Mas isto supõe também que a aceitação do fim esteja unida à aceitação dos meios, caso
contrário, a obediência à própria vocação não deve ser levada a sério. Uma vaga aspiração
empurra as multidões para horizontes que mais admiram de longe, como a gota admira, da
planície, as neves eternas que cobrem os cumes das montanhas. Que belas colheitas poderiam
ser feitas nos primeiros anos de liberdade após os estudos, quando a grama intelectual ainda
estava revirada com as sementes confiadas ao solo! É este tempo que nunca mais voltará, o
tempo que viveremos depois. O que quer que ele tenha sido, assim será o homem, pois não há
como reverter o caminho que ele percorreu.

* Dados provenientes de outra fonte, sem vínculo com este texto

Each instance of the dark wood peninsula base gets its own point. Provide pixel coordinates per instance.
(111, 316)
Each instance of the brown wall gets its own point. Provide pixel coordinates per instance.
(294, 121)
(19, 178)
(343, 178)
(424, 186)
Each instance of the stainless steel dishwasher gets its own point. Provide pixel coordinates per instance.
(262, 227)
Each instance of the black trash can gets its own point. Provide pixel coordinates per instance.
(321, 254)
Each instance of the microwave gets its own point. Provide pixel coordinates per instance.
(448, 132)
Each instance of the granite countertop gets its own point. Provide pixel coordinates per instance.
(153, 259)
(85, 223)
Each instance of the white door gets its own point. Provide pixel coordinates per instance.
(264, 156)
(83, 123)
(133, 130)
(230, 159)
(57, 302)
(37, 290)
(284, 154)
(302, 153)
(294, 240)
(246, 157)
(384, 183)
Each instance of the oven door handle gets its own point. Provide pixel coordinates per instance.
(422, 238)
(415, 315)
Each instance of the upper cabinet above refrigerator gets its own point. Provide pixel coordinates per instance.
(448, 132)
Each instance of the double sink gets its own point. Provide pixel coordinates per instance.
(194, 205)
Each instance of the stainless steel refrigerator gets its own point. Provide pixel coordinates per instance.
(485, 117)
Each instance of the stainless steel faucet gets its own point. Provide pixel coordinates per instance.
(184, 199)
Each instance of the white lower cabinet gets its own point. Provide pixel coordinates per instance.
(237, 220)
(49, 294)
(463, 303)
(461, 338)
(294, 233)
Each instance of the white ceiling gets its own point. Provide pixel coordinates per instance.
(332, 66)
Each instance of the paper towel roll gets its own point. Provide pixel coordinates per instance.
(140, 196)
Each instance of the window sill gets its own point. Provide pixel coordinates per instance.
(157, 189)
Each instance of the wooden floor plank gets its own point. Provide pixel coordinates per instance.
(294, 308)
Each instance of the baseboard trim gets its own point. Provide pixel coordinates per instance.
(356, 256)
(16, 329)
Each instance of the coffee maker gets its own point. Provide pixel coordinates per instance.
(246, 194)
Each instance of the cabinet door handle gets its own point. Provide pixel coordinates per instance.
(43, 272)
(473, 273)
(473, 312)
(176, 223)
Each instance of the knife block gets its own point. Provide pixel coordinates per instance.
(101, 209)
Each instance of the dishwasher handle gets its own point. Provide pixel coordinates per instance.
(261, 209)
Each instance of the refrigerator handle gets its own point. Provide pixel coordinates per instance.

Se vives superficialmente, sofrerás o castigo de ter negligenciado, no teu tempo, o futuro que
vive sempre na esperança. Pense em cada um deles quando a reflexão puder ajudar. Quantos
jovens, que acalentam a pretensão de se tornarem operários, perdem miseravelmente os seus
dias, as suas forças, a sua seiva intelectual! ou não trabalham, quando têm tempo para o fazer,
ou trabalham mal, caprichosamente, sem saber o que são, para onde querem ir, nem como
andar. O ascetismo particular e a virtude heróica do trabalhador intelectual devem ser seu pão
diário.

Se o gênio não é necessário para produzir, muito menos a plena liberdade, até porque esta tem
suas armadilhas, e estar sujeito a obrigações estritas pode contribuir imensamente para superá-
las. O homem, constrangido, concentra-se mais, aprende a valorizar o tempo, refugia-se com
ardor nas raras horas em que, cumprido o seu dever, reencontra o ideal e goza da calma da
ação escolhida, depois da ação imposta pela dura existência. Pobre tartaruga industriosa, não
perde seu tempo em trivialidades, em trapaças, e depois de alguns anos alcança a lebre
indolente cujo andar desimpedido invejava, arrastando-se lentamente. Pense no mesmo do
trabalhador isolado, sem dons intelectuais, nem facilidade de reuniões para estimulá-lo,

Aqui também, a força pode vir da dificuldade. Obrigado a ganhar a vida, você o ganhará sem
sacrificar, como tantas vezes acontece, a liberdade da alma. Na opinião de muitos, as duas
horas que peço são suficientes para traçar um destino intelectual. Queres fazer a tua parte para
perpetuar a sabedoria entre os homens, recolher a herança dos séculos, fornecer ao presente as
regras da mente, descobrir fatos e causas, dirigir os olhos em movimento para as causas
primeiras? dos fins supremos, reacender a chama apagada e organizar a propaganda da
verdade e do bem? É uma parte que sem dúvida vale os sacrifícios extras e o cultivo de uma
paixão absorvente.

O estudo e a prática aquilo que o P. Gratry chama a Lógica viva, isto é, o desenvolvimento do
nosso espírito, ou verbo humano, pelo contato direto ou indireto com o Espírito e o Verbo divino,
este estudo grave e esta prática perseverante franquear-te -ão a entrada no santuário
admirável. II – O intelectual não é um isolado. O trabalhador cristão, em virtude de sua vocação
intelectual de consagrado, não deve se isolar. Seja qual for a sua situação, julguem-no
abandonado ou retirado materialmente, não deve deixar-se tentar pelo individualismo, imagem
deformada da personalidade crista.

Porque vive com Jesus Cristo, não pode separar dele nem os tempos nem os homens. O
verdadeiro cristão terá sem cessar diante dos olhos a imagem do globo onde está plantada a
cruz, onde os pobres seres humanos erram e sofrem, e onde o sangue redentor procura
encontrá-los através de meandros sem conta. Toda a verdade é vida, orientação, caminho em
ordem alcançar o fim humano. Trabalhai, ervilhas, sempre, em espírito de utilização, como
recomenda o Evangelho.

Só as verdades redentoras são Santas e as palavras do Apóstolo – -aplicam-se ao nosso


trabalho como a tudo o mais. Jesus Cristo especificado do nosso espírito, como necessário,
enquanto viveu na terra, do seu próprio espírito humano.